Dineley, D. & Metcalf, S. GCR Editor: D. Palmer. 1999. Fossil Fishes of Great Britain. Geological Conservation Review Series No. 16. JNCC, Peterborough, ISBN 1 86107 470 0. The original source material for these web pages has been made available by the JNCC under the Open Government Licence 3.0. Full details in the JNCC Open Data Policy
Birkenhead Burn
Highlights
A rich mid-Silurian fish fauna, consisting of nine species of thelodonts, anaspids and cephalaspids, has been found at this site. It has provided type specimens of three species of thelodonts Lanarkia horrida, L. spinosa and L. spinulosa.
Introduction
Two fish beds are exposed on Birkenhead Burn in the Lesmahagow inlier of Strathclyde, one being 1.0–1.2 m thick, the other 4.6 m. They were considered by Jennings (1961) to be of Slot Burn Formation age. Peach and Horne (1899) first described the site, and remarked on the constant association of the fish fauna with eurypterids in the upper fish bed.
Description
The fish beds are grey laminated mudstones, the fishes and eurypterid remains being preserved as thin grey to black films.
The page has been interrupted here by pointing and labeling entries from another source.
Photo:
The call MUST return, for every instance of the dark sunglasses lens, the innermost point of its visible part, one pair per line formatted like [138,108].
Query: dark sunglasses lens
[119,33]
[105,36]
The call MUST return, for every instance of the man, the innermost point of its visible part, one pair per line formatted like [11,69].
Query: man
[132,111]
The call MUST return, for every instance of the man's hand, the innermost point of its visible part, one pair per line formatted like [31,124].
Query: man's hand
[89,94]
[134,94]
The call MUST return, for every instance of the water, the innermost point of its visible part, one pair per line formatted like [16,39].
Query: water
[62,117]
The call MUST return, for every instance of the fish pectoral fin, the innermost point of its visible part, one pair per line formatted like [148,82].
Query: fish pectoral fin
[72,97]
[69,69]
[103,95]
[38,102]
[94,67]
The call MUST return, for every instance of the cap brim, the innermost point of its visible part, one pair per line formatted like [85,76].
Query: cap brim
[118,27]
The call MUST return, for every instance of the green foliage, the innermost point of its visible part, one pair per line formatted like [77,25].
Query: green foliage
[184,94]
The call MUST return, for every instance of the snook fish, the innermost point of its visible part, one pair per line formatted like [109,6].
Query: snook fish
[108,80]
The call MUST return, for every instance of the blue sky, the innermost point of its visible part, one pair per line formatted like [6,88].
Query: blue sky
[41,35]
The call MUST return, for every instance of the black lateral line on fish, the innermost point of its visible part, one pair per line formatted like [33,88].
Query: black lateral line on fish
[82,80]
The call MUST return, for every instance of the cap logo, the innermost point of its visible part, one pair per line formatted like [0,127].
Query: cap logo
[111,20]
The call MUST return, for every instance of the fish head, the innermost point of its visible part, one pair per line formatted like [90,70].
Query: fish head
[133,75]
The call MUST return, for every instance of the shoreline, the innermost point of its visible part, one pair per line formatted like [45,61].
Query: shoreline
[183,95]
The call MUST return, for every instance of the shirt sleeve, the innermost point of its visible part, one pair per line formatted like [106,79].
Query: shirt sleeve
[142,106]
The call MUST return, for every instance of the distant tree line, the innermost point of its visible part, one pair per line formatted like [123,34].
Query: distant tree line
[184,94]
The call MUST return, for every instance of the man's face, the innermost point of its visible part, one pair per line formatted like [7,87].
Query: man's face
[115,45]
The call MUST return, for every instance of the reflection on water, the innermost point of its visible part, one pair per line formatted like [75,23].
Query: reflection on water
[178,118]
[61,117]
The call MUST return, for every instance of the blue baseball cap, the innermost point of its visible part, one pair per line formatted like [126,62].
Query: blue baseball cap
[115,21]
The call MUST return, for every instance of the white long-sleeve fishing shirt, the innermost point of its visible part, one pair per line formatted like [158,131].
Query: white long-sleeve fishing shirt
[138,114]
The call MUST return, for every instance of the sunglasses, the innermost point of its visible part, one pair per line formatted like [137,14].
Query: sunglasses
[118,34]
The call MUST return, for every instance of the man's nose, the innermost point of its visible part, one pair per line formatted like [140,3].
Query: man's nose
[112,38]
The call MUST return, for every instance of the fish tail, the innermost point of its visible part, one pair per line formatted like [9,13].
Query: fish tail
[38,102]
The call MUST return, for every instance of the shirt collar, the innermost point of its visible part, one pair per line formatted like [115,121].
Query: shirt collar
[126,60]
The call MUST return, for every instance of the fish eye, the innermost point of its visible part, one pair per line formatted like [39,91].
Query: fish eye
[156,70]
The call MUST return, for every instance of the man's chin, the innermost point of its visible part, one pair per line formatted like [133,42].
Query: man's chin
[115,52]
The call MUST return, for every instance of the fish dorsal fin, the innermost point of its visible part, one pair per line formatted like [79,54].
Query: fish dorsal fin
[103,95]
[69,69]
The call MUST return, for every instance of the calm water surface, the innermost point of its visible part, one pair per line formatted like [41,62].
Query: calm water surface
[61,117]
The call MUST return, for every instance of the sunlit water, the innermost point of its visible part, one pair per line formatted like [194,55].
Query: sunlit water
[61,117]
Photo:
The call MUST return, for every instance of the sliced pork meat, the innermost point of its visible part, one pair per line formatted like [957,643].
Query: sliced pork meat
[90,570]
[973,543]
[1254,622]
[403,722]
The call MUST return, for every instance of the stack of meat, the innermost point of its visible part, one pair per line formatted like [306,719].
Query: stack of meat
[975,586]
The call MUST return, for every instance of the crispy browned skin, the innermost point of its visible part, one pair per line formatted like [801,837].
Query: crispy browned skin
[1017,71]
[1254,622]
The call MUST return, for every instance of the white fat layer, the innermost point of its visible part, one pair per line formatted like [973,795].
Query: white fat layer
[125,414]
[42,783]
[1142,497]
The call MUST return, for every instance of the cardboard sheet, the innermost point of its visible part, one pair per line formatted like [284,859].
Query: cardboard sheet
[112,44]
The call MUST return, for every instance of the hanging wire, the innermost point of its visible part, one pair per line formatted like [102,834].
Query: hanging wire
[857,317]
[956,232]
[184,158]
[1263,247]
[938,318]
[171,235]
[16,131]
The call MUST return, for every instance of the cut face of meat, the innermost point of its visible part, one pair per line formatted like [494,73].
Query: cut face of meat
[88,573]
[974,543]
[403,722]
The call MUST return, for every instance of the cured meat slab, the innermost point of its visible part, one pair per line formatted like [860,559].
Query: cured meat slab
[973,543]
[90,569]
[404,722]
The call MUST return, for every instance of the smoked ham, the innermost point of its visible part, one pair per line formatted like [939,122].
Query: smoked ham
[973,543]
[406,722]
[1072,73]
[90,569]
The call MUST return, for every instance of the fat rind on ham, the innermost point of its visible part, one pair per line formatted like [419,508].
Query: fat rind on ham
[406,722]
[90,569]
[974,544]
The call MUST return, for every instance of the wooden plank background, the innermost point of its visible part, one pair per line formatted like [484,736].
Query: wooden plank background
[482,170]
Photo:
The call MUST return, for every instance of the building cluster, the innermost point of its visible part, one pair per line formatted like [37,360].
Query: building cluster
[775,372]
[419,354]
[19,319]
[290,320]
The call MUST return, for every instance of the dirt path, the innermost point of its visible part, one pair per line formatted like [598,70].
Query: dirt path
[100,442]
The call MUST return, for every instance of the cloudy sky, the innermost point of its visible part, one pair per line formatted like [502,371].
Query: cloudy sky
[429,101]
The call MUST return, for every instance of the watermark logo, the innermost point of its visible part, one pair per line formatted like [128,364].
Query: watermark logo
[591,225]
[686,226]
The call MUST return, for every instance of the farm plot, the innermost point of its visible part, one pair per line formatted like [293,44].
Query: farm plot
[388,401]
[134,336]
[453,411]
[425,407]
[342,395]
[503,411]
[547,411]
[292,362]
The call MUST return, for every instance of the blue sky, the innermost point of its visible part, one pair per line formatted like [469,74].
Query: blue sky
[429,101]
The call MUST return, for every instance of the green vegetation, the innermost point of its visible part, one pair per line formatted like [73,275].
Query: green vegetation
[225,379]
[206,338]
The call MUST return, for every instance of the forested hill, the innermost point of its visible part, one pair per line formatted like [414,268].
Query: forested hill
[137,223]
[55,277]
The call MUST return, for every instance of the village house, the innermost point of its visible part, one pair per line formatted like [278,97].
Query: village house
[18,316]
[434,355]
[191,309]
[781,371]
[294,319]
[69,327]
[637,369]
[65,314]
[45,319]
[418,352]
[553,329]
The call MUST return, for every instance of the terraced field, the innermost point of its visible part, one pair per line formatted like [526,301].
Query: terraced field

The geology, stratigraphical relations and fish fauna of the site are described in the Slot Burn report (q.v.).
Interpretation
The Birkenhead Burn fish beds are comparable to those from Slot Burn (q.v.), and may belong to the Slot Burn Formation, but this correlation is uncertain. Differences in the composition of the fauna and some stratigraphical uncertainties suggest that the fauna may be of slightly different age, i.e. equivalent to the fish beds in the Dippal Burn Formation.
Conclusion
An outstanding fossil fish site, the conservation value of which lies in the richness of its fauna of thelodonts, anaspids, and cephalaspids, the site forms part of the network of agnathan-bearing localities of Silurian age in the Midland Valley of Scotland.